Despite the rising numbers, street shops will open on Sunday. This likely will bring the country to a peak of infection that makes the Health Ministry uncomfortable and will push off the third stage of the exit strategy that was supposed to commence on November 15.
The reproduction rate, the R that indicates how many people one sick person infects, stands at 0.92. The Health Ministry had said the country could only open up further if the rate was at 0.8 or lower. If it reaches one or more, the country might need to take steps backward.
The downward trend in morbidity has ceased, and as many as 600 to 700 new cases are being diagnosed a day, outgoing coronavirus commissioner Prof. Ronni Gamzu said Thursday.
“The possibility of loosening restrictions based on the outline of the Health Ministry has come to a halt,” he said in a briefing. “I don’t know what the solution is.”
Gamzu called on the public to follow the rules and reiterated that the majority of infections happen before individuals even know they are sick or when they are asymptomatic.
The highest areas of infection remain within the Arab sector, he said, adding: “There is an outbreak in Arab society.”
While Gamzu was speaking, the Prime Minister’s Office announced that the Ministerial Committee for Declaring Restricted Zones had approved extending the closure on the Arab town of Majdal Shams until November 10 at 6 p.m. It also declared the Arab town of Masada a restricted zone for five days until November 11 at 8 a.m.
“We are talking about a ‘traveling disease’ that travels between municipalities,” Gamzu said.
Since some of the areas with high infection do not meet the criteria for being named red zones, officials are discussing whether to tweak the criteria so that it would include more localities and stop the spread of infection.
Gamzu called on the Arab sector to stop traveling between Palestinian areas A and B and Israel because these visits have spread infection. The National Security Council and the Health Ministry are discussing whether to forbid such travel, he said.

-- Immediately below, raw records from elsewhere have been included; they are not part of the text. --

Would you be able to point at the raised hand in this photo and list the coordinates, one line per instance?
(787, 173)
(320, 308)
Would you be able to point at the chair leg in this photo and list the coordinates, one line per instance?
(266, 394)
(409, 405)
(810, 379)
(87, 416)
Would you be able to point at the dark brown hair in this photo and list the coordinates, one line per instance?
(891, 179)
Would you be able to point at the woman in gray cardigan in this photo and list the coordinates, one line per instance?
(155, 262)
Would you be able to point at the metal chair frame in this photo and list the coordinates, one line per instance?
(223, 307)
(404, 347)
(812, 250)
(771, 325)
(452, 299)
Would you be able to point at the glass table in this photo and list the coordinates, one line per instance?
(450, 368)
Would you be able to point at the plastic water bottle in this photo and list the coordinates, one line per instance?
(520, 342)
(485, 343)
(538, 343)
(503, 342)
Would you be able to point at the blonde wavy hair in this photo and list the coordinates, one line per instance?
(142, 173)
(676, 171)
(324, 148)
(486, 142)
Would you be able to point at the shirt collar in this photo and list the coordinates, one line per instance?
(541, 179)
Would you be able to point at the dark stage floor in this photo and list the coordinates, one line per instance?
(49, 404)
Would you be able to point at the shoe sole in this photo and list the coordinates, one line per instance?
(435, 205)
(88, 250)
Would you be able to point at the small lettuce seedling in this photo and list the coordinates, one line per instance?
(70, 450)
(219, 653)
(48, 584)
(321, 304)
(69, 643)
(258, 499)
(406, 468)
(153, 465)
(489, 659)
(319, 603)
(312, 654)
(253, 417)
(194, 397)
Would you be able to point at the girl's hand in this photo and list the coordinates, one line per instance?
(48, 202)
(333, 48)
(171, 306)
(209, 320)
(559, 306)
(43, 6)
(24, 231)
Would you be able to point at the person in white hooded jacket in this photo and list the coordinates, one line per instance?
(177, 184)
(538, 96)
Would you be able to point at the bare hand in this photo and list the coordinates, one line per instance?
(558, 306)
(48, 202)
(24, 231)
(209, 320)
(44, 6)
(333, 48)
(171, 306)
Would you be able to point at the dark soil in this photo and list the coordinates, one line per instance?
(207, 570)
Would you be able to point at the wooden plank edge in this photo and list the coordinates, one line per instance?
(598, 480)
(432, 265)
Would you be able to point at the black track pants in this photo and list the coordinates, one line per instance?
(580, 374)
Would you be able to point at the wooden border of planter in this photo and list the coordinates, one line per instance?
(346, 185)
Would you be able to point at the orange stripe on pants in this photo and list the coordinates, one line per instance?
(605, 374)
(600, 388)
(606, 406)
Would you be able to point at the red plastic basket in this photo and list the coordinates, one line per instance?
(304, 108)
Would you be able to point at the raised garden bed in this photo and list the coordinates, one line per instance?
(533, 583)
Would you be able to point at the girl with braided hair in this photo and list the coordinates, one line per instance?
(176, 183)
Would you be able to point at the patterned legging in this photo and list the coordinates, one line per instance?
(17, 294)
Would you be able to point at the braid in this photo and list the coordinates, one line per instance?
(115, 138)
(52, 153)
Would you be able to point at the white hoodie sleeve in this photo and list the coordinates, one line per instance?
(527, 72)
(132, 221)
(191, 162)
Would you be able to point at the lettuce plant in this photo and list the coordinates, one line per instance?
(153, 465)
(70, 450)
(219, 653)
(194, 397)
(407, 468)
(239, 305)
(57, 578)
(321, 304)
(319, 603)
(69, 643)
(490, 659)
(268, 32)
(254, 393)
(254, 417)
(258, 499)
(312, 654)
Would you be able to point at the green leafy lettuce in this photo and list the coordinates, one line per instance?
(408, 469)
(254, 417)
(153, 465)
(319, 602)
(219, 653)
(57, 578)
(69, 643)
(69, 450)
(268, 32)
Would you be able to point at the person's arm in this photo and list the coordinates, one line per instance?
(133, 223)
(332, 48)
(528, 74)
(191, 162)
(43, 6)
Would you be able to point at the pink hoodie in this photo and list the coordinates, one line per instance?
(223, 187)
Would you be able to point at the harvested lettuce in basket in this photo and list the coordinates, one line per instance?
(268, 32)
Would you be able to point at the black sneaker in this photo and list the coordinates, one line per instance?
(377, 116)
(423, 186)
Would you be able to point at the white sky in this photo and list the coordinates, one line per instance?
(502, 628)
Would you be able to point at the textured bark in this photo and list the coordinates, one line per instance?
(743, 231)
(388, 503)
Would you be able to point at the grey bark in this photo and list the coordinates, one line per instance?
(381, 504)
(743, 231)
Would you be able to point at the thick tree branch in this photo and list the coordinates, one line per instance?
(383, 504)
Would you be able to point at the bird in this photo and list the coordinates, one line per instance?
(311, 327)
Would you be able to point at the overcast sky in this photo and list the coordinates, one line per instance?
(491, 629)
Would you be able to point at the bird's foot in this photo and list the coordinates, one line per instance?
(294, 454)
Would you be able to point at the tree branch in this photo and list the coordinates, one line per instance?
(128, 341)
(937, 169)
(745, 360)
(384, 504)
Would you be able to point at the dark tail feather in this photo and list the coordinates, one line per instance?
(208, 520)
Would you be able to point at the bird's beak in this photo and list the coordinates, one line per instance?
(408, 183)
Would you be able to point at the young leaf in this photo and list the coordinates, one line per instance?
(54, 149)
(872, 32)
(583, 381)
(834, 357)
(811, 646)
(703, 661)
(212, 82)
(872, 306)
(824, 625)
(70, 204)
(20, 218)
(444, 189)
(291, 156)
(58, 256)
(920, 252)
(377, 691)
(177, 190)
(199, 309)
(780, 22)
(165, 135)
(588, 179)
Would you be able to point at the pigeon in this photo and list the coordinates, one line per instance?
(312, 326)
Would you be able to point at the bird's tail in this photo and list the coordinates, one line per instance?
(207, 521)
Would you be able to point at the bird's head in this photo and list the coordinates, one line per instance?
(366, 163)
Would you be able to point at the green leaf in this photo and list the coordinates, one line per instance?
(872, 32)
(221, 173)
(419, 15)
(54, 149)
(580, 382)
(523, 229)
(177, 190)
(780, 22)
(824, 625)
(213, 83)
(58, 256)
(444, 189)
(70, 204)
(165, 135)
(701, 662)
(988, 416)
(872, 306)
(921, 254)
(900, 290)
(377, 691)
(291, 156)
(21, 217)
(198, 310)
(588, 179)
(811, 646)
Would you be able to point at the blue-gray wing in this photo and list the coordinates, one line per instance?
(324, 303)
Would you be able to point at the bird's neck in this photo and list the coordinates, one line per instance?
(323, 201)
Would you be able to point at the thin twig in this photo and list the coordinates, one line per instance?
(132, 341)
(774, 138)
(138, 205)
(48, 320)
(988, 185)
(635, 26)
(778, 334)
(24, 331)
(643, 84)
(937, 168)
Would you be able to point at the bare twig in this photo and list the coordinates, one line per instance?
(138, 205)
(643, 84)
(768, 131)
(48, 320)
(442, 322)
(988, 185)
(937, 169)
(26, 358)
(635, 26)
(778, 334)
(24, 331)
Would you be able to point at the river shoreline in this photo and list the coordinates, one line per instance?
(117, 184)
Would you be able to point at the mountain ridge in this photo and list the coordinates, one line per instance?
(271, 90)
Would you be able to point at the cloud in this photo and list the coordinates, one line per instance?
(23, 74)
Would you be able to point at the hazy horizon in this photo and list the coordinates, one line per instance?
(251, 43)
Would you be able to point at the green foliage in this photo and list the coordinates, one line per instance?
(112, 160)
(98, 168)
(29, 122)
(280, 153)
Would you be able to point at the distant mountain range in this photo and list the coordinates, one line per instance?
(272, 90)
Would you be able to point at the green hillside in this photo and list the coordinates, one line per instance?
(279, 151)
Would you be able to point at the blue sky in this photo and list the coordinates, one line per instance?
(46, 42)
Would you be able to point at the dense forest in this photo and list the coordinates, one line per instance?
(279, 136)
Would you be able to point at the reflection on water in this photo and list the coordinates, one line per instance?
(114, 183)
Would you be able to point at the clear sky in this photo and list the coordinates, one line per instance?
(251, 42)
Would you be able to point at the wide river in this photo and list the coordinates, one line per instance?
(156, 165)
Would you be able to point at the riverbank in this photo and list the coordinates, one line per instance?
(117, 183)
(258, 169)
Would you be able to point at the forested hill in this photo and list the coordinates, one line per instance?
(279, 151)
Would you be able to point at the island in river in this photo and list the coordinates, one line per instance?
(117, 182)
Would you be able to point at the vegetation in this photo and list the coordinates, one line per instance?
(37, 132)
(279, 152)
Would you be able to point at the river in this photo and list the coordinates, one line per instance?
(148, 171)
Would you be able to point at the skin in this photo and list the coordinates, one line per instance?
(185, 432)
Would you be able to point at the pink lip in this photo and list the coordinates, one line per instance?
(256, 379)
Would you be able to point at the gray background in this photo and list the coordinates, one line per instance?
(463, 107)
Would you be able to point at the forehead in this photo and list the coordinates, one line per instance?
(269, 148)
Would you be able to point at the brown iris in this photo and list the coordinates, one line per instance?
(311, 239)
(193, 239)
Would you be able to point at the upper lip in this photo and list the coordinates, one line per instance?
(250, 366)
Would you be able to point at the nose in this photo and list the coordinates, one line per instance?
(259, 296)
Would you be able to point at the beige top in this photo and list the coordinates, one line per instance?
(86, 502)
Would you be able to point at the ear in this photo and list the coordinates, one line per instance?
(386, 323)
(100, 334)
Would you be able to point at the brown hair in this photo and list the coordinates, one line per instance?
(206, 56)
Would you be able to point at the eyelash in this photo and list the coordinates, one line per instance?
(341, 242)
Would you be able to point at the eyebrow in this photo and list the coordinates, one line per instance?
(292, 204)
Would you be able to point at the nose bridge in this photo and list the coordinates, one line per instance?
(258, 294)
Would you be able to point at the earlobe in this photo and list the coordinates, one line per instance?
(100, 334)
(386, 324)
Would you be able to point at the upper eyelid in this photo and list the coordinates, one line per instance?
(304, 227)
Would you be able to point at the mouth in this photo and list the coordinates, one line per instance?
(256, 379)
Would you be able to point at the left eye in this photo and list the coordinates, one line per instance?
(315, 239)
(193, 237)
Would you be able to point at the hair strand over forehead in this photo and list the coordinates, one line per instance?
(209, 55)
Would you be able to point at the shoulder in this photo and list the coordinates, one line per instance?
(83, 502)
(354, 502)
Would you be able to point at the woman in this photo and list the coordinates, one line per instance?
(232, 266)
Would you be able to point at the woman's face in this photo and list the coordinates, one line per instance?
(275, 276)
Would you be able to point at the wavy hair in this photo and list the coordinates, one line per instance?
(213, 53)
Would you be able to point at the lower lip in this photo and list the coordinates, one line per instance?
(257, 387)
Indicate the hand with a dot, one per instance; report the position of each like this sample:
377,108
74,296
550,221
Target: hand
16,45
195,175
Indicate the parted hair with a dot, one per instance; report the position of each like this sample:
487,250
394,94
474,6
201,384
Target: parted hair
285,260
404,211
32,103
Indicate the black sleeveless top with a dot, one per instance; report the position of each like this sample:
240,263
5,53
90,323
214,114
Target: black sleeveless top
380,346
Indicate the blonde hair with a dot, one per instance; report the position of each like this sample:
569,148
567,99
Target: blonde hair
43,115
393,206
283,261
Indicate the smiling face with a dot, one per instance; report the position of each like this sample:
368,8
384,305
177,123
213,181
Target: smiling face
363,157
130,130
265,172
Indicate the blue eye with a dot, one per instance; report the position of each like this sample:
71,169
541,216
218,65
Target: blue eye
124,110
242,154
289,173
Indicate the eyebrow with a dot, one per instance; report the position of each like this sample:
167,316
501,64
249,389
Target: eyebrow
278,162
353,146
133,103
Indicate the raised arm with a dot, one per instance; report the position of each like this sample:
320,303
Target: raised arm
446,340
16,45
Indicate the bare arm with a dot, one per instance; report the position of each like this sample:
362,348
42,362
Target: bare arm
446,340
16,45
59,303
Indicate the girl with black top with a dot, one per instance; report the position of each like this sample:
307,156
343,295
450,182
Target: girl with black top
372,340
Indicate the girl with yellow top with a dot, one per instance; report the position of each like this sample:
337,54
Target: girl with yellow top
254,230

Netanyahu asked the cabinet on Wednesday to consider additional restrictions that could offset the expected rise in infection from the opening of street shops, such as night curfews, which shut down communities after a certain time in the evening, an idea that has been floated around in the past.
Alternate Prime Minister Benny Gantz and some other ministers are recommending the “traffic light” program be rolled out earlier than planned, while the country moves forward with stage three of the exit strategy, whenever that may be. This would allow the country to both close and assist red zones with high infection and to enable green areas to keep operating and opening up.